The best specimen the team uncovered on July 4, 1899, was a nearly complete fossil skeleton of Diplodocus. Team member Arthur Coggeshall joked that the fossil should be called "Star-Spangled Dinosaur", because of its July 4 finding. Carnegie's friends, however, dubbed it "Dippy", which was first displayed to great acclaim in 1907. The name has stuck ever since.

King Edward VII, when he visited at Carnegie's Skibo Castle in Scotland, asked for a plaster cast to be displayed in London, and the cast was first displayed in 1905. Kaiser Wilhelm II and other European heads of state asked for copies. Even 100 years later copies of Dippy are displayed in the Natural History Museum in London, the Natural Science Museum in Madrid, the Senckenberg Museum in Frankfurt, Germany, and the Field Museum of Natural History in Chicago.

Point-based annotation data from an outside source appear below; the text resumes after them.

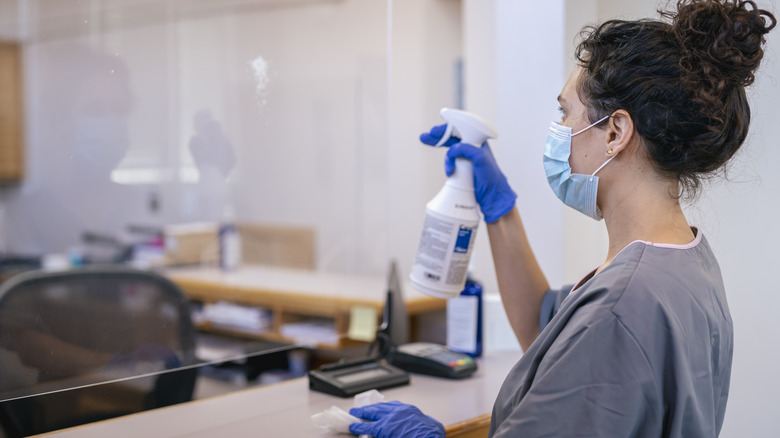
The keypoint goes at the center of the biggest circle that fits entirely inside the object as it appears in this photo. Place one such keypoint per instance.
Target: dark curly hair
(682, 81)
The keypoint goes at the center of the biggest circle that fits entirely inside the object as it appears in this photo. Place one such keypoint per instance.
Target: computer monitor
(394, 330)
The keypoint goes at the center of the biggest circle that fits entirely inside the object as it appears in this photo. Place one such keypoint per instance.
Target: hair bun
(721, 38)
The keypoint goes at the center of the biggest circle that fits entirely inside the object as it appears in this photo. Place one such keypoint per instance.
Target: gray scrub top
(641, 349)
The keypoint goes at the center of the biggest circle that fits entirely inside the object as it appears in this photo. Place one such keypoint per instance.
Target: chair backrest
(87, 326)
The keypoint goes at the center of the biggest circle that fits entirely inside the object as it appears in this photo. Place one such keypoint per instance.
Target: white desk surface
(284, 409)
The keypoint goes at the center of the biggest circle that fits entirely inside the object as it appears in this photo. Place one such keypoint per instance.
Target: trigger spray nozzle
(470, 128)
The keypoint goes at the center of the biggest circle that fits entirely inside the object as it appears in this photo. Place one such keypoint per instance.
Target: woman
(642, 345)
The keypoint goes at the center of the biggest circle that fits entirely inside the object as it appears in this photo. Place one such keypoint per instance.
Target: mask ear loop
(602, 166)
(591, 125)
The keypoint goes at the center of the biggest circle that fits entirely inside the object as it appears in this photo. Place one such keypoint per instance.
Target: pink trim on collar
(688, 245)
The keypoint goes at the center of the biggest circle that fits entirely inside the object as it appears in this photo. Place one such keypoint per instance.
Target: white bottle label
(462, 323)
(444, 252)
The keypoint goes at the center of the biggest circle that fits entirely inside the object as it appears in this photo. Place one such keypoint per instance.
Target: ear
(619, 132)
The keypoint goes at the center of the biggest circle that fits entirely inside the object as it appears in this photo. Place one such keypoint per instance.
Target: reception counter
(284, 409)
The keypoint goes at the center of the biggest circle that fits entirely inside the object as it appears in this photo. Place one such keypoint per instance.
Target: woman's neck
(644, 212)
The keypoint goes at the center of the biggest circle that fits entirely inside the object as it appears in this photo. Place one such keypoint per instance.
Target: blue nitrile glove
(395, 419)
(491, 188)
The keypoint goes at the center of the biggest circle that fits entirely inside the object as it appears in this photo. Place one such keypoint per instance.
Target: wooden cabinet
(11, 113)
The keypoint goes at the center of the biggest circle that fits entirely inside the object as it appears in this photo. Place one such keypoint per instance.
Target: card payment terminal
(432, 359)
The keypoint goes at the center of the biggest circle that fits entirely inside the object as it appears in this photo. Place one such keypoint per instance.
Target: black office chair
(85, 327)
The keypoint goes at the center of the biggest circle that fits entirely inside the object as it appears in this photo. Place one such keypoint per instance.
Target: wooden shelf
(11, 114)
(293, 295)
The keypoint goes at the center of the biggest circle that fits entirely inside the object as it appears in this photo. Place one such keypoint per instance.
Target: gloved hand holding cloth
(395, 419)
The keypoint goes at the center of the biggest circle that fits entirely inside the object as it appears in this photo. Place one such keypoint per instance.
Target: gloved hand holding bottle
(395, 419)
(491, 188)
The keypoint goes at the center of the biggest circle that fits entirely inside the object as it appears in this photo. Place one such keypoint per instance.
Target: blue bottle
(464, 320)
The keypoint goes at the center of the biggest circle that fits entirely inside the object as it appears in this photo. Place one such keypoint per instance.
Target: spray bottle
(451, 217)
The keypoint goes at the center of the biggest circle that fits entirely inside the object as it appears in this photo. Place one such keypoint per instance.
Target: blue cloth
(395, 420)
(641, 349)
(494, 196)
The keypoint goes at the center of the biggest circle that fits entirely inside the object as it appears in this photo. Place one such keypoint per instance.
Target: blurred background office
(140, 115)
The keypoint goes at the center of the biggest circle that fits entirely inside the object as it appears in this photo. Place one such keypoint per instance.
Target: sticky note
(362, 323)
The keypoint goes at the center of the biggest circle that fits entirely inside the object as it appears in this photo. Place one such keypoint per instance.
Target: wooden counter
(296, 294)
(285, 409)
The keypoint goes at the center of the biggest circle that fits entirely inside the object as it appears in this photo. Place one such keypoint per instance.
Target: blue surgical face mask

Dippy the sculpture was created during a nine-month process from the original fossil, which still stands indoors in the museum's Dinosaur Hall.

In addition to its service as a mascot for the museum, Dippy has been seen sporting the Terrible Towel of the Pittsburgh Steelers and the colors of University of Pittsburgh's athletic teams. Sometimes when it's cold out the staff dresses him up with a gigantic scarf.

The same year that the sculpture was created, the six-part nature documentary television miniseries Walking With Dinosaurs produced by the BBC Science Unit was released. Diplodocus features in the second episode, Time of Titans.

Dippy is a featured Pittsburgh landmark on Yinztagram.